Laplace a pu calculer les orbites des planètes avec une précision suffisante (pour son époque), il est arrivé à la conclusion que notre système solaire avec ses orbites planétaires fermées était stable en permanence, et que les "interventions divines" précédemment supposées pour la préservation et la stabilisation du monde semblait donc inutile .

Accord sur l'hypothèse de Kant selon laquelle "sans ce mécanisme de la nature » il ne peut y avoir aucune science naturelle, prévaut à ce jour; même si les lois de la nature englobent bien plus que la mécanique newtonienne connue de Kant.
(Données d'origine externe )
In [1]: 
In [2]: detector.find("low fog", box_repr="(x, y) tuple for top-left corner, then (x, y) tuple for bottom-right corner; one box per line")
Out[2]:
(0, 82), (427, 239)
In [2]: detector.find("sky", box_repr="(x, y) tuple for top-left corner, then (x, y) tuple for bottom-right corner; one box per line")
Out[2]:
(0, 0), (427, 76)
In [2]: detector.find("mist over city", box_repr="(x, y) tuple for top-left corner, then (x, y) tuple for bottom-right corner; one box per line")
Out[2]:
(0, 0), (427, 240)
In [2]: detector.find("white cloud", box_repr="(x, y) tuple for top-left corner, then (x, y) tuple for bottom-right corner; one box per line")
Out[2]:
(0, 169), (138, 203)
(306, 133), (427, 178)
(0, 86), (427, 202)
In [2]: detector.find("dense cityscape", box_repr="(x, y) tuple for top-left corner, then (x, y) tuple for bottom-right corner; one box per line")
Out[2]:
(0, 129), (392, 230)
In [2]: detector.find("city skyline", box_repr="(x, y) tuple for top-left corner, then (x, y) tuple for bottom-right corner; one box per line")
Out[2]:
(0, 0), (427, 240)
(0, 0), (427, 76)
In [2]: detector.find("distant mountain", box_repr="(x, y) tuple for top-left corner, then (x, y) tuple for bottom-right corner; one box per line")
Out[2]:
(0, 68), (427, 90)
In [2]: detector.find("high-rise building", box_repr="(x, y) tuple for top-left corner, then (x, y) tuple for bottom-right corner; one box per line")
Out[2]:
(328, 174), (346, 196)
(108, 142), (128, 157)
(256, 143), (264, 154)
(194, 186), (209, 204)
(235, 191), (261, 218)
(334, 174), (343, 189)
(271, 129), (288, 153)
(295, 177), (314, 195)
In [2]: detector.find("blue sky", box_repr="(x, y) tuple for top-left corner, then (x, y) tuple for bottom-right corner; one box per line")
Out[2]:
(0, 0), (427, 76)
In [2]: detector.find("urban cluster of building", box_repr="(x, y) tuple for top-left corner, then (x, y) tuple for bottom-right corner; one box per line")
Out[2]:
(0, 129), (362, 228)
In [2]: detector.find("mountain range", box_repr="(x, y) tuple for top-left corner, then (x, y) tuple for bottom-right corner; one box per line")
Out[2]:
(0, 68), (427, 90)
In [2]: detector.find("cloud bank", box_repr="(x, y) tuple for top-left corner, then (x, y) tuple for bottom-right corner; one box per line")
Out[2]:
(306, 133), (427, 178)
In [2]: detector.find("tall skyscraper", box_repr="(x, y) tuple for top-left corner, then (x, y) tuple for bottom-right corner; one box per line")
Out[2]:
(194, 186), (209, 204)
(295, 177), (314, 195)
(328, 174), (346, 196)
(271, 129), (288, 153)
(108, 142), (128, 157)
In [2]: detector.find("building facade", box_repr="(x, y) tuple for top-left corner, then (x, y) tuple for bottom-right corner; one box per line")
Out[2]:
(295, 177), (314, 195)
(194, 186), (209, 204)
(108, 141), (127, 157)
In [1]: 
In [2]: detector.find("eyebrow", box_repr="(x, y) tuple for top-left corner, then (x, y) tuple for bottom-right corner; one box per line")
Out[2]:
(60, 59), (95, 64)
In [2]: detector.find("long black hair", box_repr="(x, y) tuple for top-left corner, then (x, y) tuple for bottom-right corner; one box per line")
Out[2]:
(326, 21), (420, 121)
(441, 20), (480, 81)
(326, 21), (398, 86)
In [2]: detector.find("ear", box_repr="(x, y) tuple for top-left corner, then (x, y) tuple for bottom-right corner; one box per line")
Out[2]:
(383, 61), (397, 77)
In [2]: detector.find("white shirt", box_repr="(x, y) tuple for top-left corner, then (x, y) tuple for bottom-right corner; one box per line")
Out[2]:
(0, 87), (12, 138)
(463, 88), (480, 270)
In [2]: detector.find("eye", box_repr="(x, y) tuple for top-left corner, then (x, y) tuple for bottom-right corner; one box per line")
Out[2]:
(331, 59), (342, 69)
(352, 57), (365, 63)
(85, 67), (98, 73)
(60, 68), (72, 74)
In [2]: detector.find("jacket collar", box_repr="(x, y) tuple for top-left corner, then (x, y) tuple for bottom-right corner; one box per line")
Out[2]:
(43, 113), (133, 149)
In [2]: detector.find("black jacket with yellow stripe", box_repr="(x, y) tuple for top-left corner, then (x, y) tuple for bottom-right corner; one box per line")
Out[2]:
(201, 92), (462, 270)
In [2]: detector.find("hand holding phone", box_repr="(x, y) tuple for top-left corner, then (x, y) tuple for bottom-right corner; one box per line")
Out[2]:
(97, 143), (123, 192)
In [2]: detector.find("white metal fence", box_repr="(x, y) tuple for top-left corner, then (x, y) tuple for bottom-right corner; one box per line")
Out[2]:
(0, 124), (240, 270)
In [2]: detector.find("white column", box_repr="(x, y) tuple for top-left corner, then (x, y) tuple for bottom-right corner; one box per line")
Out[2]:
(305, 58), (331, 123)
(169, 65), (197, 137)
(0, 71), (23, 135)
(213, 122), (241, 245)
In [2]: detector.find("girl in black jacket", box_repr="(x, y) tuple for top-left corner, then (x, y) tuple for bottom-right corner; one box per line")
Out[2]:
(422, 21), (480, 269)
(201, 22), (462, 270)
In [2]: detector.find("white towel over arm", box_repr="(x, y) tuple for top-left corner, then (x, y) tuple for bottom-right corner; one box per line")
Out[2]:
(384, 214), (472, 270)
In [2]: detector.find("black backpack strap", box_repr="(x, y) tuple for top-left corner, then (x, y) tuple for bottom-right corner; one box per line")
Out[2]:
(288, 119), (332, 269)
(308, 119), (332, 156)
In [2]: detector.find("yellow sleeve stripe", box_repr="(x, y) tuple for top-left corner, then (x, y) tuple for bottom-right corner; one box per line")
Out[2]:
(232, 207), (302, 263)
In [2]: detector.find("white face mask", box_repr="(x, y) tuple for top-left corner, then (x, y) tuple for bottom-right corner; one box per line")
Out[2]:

S'il était possible de tirer des phénomènes naturels des conclusions méconnaissables, mesurables, calculables et même prévisibles que nous, humains, pouvons ensuite appliquer, c'est-à-dire des "lois" qui font visiblement leurs preuves, toute recherche naturelle serait également vouée à l'échec, notre monde nous apparaîtrait - comme les humains l'ont fait au Moyen Âge - comme un chaos incompréhensible.

Littérature:
(1) Kant, Immanuel : "Histoire naturelle générale et théorie du ciel", Kindler, Munich 1971.
(2) Littrow, Jos. Joh. v./Stumpff, Karl: "Les merveilles du ciel", Ferd. Dümmler, Bonn, 1969.
(3) Miller, AG : "Soleil, lune et étoiles", Zsolnay, Vienne, 1957.